PULLMAN – The WSU College of Veterinary Medicine announced it is cancelling its 2010 Annual Conference for Veterinarians and Veterinary Technicians slated for March.
           
Several factors figured in to the cost-cutting measure for the college.

“The economic downturn and its affect on veterinary practices and supporting industries have made it fiscally unwise to try and hold a large conference,” explained Steve Martinez, a veterinary surgeon and director of WSU veterinary college’s Office of Continuing Education.  “Revenues from attendance are important for offsetting our costs as well as committed corporate sponsorship for such meetings and right now veterinarians and corporations are both continuing to cut costs to save dollars.”

Martinez said corporate sponsorship, critical for many continuing education activities, continues to fall from last year and it is affecting professional meetings nationwide.  “For all the right reasons, corporate sponsors are tightening their belts and reducing costs as well.”
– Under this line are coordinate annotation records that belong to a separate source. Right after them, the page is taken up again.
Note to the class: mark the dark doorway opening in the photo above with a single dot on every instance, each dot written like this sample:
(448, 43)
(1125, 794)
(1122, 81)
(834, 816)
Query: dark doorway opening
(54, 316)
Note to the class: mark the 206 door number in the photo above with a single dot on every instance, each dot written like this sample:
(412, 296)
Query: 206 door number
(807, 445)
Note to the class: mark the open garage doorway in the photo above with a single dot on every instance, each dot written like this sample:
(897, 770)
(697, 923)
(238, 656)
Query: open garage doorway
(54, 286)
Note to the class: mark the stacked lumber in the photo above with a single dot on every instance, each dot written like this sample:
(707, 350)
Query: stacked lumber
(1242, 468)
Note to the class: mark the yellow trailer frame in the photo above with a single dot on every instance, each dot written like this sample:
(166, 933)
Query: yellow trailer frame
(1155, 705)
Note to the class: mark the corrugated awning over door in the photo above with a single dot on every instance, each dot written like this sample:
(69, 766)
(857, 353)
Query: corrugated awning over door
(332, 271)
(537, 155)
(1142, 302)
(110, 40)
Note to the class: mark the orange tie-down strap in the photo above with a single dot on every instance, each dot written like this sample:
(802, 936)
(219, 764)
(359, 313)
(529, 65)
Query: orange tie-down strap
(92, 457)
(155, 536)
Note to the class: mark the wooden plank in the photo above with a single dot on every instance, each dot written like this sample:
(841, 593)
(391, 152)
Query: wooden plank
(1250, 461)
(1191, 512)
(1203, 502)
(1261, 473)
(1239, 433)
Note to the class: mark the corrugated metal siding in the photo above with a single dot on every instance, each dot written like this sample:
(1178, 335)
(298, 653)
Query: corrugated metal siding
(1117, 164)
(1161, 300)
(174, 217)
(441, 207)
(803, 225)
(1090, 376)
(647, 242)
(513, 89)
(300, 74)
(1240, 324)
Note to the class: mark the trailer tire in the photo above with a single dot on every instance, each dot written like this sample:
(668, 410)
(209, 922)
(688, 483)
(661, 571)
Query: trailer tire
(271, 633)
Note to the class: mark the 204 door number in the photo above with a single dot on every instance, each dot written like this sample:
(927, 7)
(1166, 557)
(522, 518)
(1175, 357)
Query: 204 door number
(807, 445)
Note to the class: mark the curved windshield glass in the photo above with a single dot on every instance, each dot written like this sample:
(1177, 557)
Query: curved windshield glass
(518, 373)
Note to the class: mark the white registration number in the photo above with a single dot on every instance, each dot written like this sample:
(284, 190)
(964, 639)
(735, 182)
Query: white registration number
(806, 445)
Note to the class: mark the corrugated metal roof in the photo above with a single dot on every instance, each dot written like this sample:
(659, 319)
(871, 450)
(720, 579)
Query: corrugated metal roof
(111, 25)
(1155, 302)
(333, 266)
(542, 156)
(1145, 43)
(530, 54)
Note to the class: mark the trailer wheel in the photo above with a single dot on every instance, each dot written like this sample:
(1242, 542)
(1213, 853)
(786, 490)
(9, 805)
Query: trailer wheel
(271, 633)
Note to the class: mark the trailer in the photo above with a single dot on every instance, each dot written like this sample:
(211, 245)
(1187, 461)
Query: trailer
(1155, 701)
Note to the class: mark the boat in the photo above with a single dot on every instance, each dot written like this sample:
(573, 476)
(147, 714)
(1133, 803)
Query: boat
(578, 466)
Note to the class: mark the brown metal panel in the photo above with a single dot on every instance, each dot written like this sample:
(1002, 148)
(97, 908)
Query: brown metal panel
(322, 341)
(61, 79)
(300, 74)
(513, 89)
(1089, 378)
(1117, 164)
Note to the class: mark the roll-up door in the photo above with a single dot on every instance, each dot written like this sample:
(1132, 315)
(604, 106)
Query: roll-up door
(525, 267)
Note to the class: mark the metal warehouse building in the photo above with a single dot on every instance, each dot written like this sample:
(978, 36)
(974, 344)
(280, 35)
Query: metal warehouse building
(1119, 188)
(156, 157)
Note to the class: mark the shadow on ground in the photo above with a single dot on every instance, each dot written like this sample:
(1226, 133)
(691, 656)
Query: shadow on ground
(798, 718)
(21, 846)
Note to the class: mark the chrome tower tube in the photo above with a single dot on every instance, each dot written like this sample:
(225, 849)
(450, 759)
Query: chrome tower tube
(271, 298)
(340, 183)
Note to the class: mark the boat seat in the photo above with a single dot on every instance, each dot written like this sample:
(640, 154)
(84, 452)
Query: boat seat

The college hopes to bring back its regional conference in the future as the economy improves and because Washington veterinarians need at least 30 hours of continuing education every two years to maintain their license.  The conference’s value compared to its costs will be assessed annually to determine the best time to bring it back.
“Certainly there are a number of commercial and non-profit venues for veterinary continuing education statewide in the meantime,” said Martinez.  “Also, so that we can continue to fulfill our continuing education commitment to the region’s veterinary profession, this college is preparing to conduct several short, day-long meetings in strategic locations around the state to help practicing veterinarians and technicians reduce travel and lodging costs as well as time away from their practice.”

The college typically has spent more than $160,000 to put on the conference with most of that amount recouped in corporate sponsorships, exhibitor fees, and registration revenues generated.

“Without committed corporate sponsorships and with projected low professional attendance, regrettably, this was the most responsible thing to do for our college and the university,” said Martinez.